In dieser schnelllebigen Zeit sind Freundschaft und Loyalität in der Branche nicht immer gegeben. Wie wichtig ist dir das? Erlebst du diese Schnelllebigkeit und Oberflächlichkeit auch in deinem Leben?
Hugo Egon Balder In meinem privaten Leben habe ich das nicht, aber beruflich habe ich es natürlich erlebt. In den ganzen 5000 Jahren, die ich diesen Job mache, ist das klar. Alles ist schnelllebig, aber ich bin eine treue Seele. Ich gehöre zu den Leuten, die auch schon seit Jahrzehnten Freundschaften, auch berufliche, pflegen.
Gab es Ratschläge, die dich besonders geprägt haben?

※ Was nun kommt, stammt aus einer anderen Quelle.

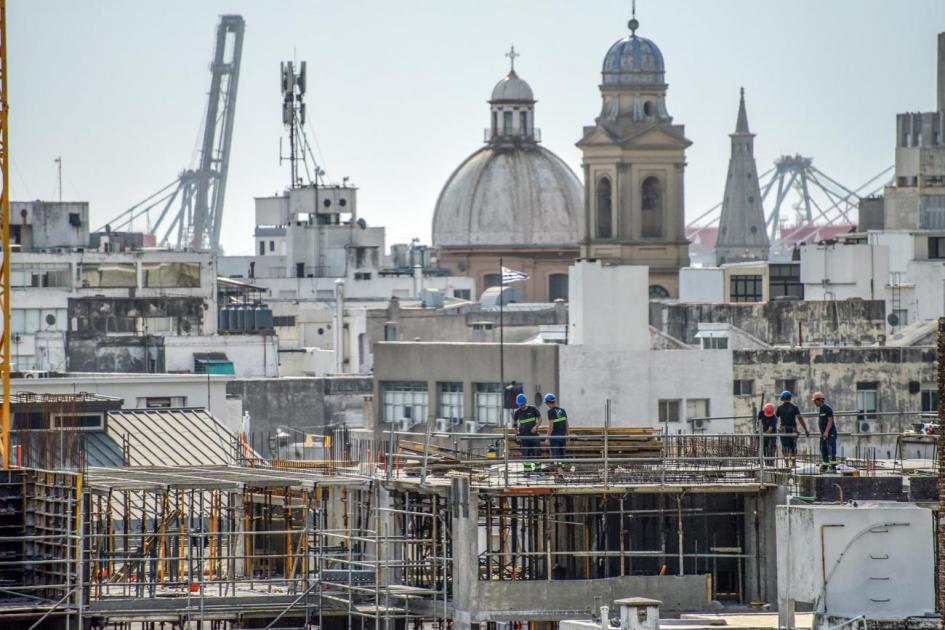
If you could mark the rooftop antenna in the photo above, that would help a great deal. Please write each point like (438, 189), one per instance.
(634, 23)
(293, 116)
(512, 55)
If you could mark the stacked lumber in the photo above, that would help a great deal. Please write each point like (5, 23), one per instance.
(621, 442)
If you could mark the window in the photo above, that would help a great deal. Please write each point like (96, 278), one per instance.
(715, 343)
(488, 401)
(697, 408)
(658, 292)
(79, 422)
(404, 400)
(108, 275)
(785, 281)
(651, 204)
(171, 275)
(604, 209)
(744, 387)
(669, 410)
(745, 289)
(785, 385)
(451, 402)
(867, 400)
(162, 402)
(937, 247)
(929, 400)
(558, 287)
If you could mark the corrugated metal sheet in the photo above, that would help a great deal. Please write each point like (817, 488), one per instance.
(163, 437)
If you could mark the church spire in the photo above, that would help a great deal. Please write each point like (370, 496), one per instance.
(741, 125)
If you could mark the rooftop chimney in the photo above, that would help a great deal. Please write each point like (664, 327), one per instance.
(941, 72)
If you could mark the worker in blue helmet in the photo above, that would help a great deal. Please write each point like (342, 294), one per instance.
(788, 416)
(527, 419)
(557, 428)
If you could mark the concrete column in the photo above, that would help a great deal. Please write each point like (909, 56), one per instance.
(465, 554)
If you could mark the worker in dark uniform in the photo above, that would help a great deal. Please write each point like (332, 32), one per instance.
(527, 419)
(828, 433)
(788, 416)
(768, 426)
(557, 429)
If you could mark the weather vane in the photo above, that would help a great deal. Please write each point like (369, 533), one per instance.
(512, 55)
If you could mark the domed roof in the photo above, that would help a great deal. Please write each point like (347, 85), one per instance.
(512, 88)
(633, 60)
(526, 196)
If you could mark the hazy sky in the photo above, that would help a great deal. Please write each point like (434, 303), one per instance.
(397, 90)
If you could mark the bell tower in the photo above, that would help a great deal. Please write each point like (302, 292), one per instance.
(634, 161)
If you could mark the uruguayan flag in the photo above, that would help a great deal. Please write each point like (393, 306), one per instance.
(510, 275)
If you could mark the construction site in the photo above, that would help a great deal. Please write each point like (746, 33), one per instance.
(393, 529)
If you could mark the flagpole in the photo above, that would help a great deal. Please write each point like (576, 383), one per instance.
(502, 339)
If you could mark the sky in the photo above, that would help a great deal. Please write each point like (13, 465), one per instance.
(397, 90)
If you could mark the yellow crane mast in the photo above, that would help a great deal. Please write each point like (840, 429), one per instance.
(5, 366)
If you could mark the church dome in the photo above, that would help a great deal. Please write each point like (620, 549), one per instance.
(512, 88)
(634, 60)
(526, 196)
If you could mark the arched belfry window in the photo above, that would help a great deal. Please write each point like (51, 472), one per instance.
(651, 198)
(605, 213)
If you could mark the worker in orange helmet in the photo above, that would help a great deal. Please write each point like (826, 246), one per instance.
(828, 433)
(768, 425)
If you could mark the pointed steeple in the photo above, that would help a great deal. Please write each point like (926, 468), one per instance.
(742, 235)
(741, 125)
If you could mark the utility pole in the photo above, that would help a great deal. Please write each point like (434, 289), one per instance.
(58, 162)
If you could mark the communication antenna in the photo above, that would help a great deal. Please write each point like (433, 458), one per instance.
(293, 117)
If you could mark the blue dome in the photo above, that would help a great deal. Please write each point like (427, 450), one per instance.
(633, 60)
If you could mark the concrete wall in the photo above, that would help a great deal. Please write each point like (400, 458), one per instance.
(635, 382)
(301, 403)
(535, 366)
(697, 284)
(836, 372)
(507, 601)
(874, 560)
(780, 322)
(603, 296)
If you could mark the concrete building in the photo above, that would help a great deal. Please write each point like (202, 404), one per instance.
(512, 199)
(742, 234)
(634, 163)
(606, 360)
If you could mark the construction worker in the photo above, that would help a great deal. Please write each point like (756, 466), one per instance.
(768, 426)
(828, 433)
(789, 415)
(557, 429)
(527, 418)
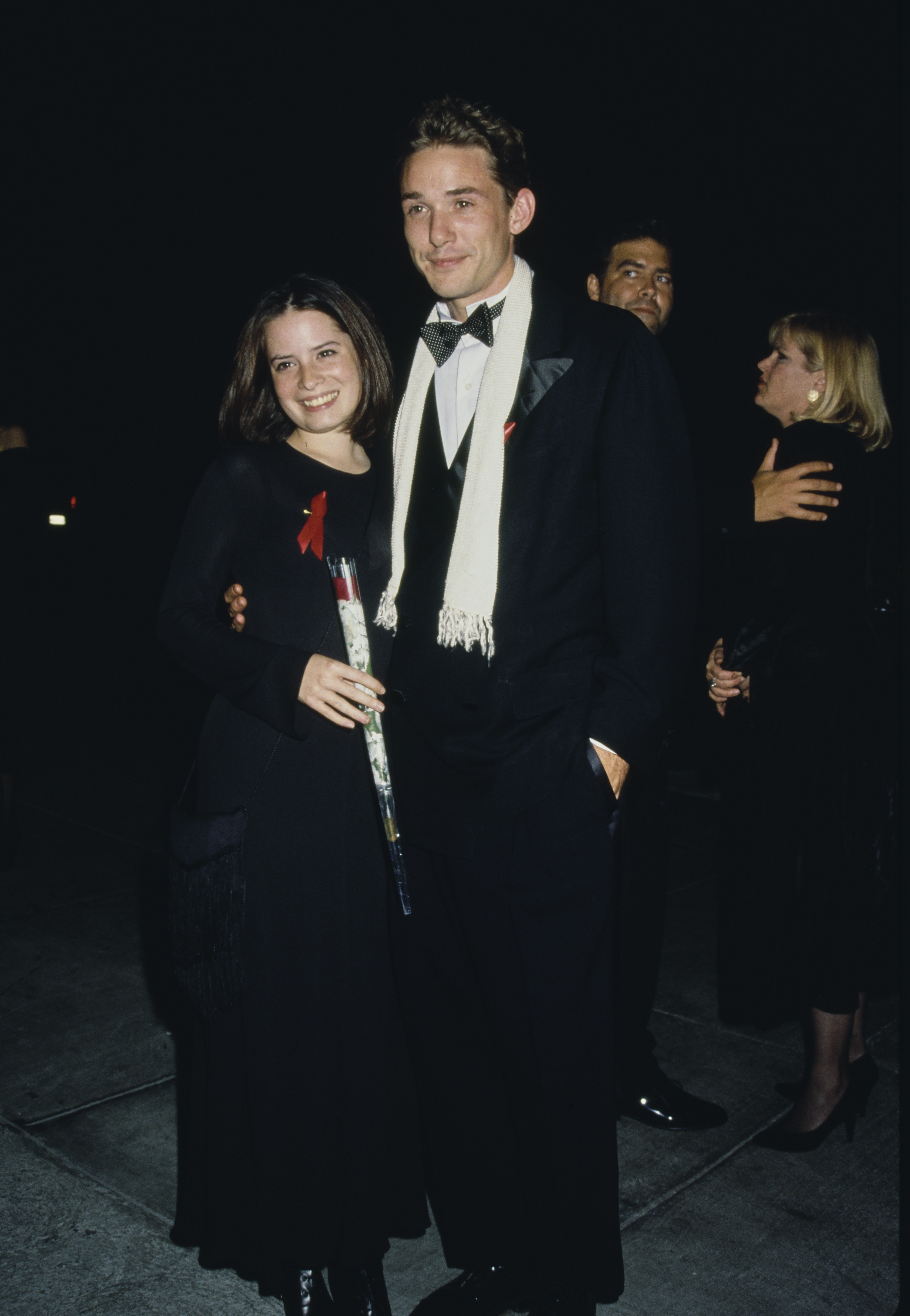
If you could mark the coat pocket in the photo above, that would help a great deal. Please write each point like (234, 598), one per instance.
(554, 686)
(206, 907)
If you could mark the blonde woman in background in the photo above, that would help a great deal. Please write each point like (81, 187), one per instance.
(809, 789)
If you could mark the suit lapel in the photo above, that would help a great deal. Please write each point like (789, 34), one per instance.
(546, 359)
(538, 378)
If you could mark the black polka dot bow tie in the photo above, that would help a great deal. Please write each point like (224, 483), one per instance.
(443, 337)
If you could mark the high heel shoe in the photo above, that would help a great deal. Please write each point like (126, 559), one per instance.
(863, 1076)
(305, 1294)
(360, 1290)
(784, 1140)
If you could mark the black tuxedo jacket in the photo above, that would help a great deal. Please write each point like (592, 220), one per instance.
(596, 582)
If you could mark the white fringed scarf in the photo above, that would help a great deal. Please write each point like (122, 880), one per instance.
(471, 582)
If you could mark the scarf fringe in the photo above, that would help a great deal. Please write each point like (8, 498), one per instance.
(465, 630)
(388, 614)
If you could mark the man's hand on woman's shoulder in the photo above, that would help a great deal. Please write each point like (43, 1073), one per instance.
(781, 494)
(234, 597)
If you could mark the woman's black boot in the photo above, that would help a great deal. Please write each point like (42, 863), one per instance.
(306, 1294)
(360, 1290)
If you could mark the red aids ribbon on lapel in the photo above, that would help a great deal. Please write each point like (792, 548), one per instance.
(313, 531)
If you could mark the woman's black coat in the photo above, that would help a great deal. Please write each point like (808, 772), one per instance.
(809, 784)
(302, 1143)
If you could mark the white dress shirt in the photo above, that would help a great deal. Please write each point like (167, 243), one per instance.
(459, 384)
(459, 381)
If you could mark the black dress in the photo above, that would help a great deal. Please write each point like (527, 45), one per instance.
(302, 1144)
(809, 805)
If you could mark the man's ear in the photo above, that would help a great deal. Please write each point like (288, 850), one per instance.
(522, 211)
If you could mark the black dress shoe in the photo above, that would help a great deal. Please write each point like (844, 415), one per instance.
(662, 1103)
(360, 1290)
(566, 1301)
(306, 1294)
(487, 1291)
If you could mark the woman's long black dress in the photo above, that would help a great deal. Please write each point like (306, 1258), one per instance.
(302, 1146)
(808, 876)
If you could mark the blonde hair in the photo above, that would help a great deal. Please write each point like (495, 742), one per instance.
(853, 385)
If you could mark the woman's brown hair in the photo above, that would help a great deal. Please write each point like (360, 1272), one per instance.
(853, 385)
(251, 412)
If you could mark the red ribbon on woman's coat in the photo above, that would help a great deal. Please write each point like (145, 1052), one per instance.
(313, 531)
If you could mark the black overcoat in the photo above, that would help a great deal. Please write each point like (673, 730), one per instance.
(809, 801)
(301, 1147)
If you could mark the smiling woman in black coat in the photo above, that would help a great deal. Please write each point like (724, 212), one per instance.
(809, 789)
(302, 1148)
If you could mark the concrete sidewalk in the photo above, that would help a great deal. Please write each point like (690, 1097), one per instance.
(713, 1226)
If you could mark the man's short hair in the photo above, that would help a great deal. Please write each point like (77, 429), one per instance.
(453, 122)
(630, 231)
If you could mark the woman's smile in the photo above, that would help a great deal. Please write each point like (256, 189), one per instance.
(322, 402)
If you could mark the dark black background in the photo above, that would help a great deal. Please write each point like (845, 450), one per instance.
(163, 168)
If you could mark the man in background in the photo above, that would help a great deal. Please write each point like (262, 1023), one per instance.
(634, 272)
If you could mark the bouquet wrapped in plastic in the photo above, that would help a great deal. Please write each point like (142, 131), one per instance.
(354, 628)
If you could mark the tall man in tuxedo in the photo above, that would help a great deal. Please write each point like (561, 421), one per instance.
(540, 615)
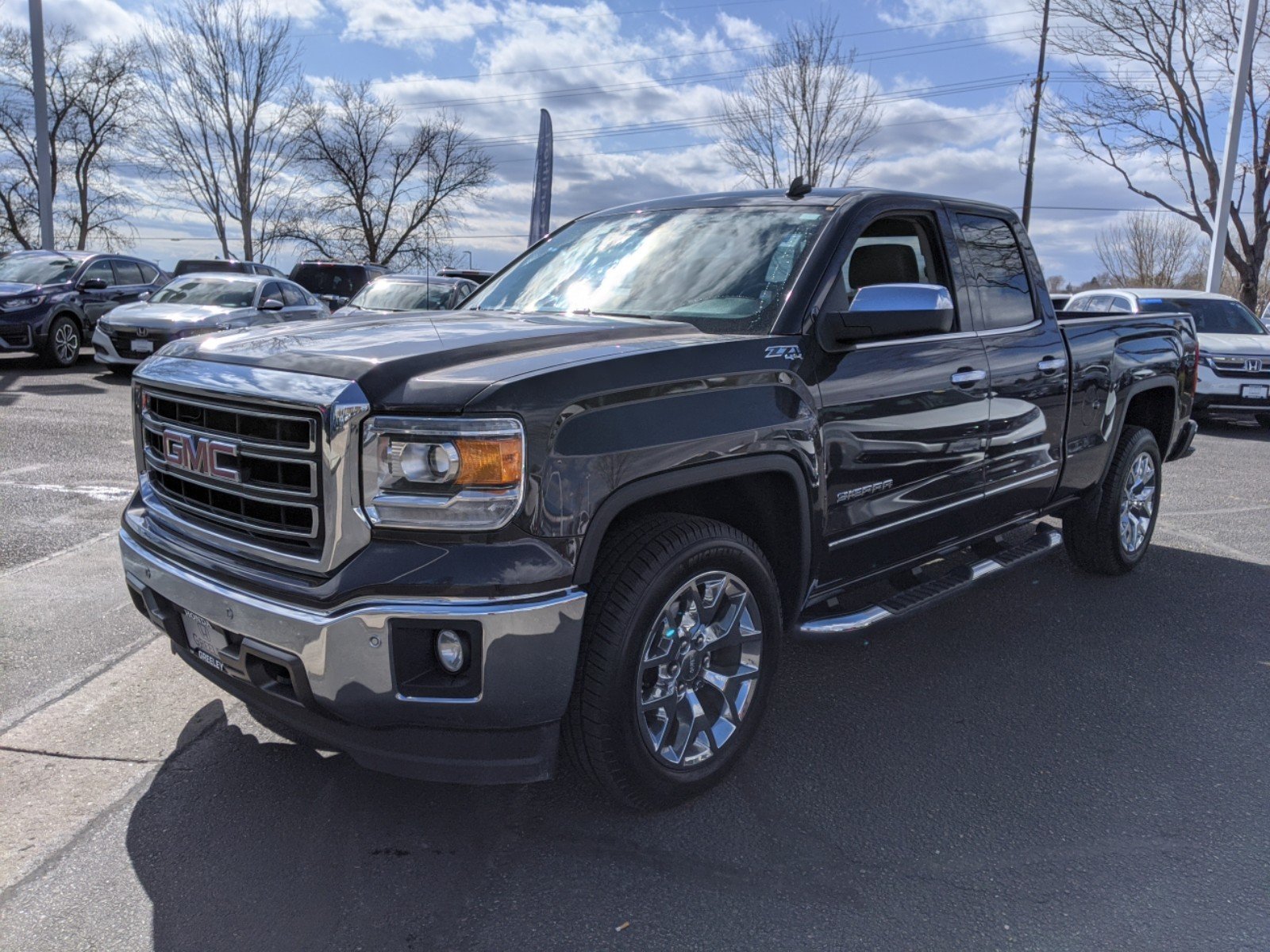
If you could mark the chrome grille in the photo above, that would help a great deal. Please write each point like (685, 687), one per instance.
(1250, 367)
(273, 495)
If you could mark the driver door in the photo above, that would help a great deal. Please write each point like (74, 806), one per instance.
(903, 420)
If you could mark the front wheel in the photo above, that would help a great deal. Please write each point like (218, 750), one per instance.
(1113, 537)
(64, 342)
(679, 658)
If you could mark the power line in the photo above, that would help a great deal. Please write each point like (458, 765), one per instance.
(503, 21)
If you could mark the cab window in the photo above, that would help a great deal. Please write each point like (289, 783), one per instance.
(895, 249)
(996, 267)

Hugo Egon Balder Ja, viele. Dieter Dorn hat mir zum Beispiel gesagt: „Wenn du einen komischen Text komisch spielst, streichst du dich selbst wieder durch.“ Das hat mir sehr geholfen. Auch von Frank Elstner habe ich viel gelernt, vor allem, wie man Radio moderiert und kommerziell denkt.
Wie gelingt dir die Balance zwischen Beruf und Privatleben?
Hugo Egon Balder Mein Familienleben war nicht immer harmonisch. Ich bin zum fünften Mal verheiratet, das spricht für sich. Aber mittlerweile hat sich alles beruhigt und ich habe ein tolles Verhältnis zu meinen Kindern und meiner Frau.
Wie würdest du dich selbst beschreiben, wenn du nicht im Rampenlicht stehst?
Hugo Egon Balder Das ist schwierig. Ich lache gerne und bin auch privat nicht immer ernst. Aber ich verstelle mich nicht, weder privat noch vor der Kamera.
Du bist Mitinhaber der Kneipe „Zwick“ auf St. Pauli. Wie kam es dazu?
Hugo Egon Balder Das war eher ein Zufall. Mein Partner Uli und ich haben die Kneipe 2010 eröffnet. Eigentlich wollten wir einfach nur einen Ort, an dem wir selbst Musik machen können. Nächstes Jahr feiern wir 15 Jahre Zwick auf Pauli und es macht richtig Spaß.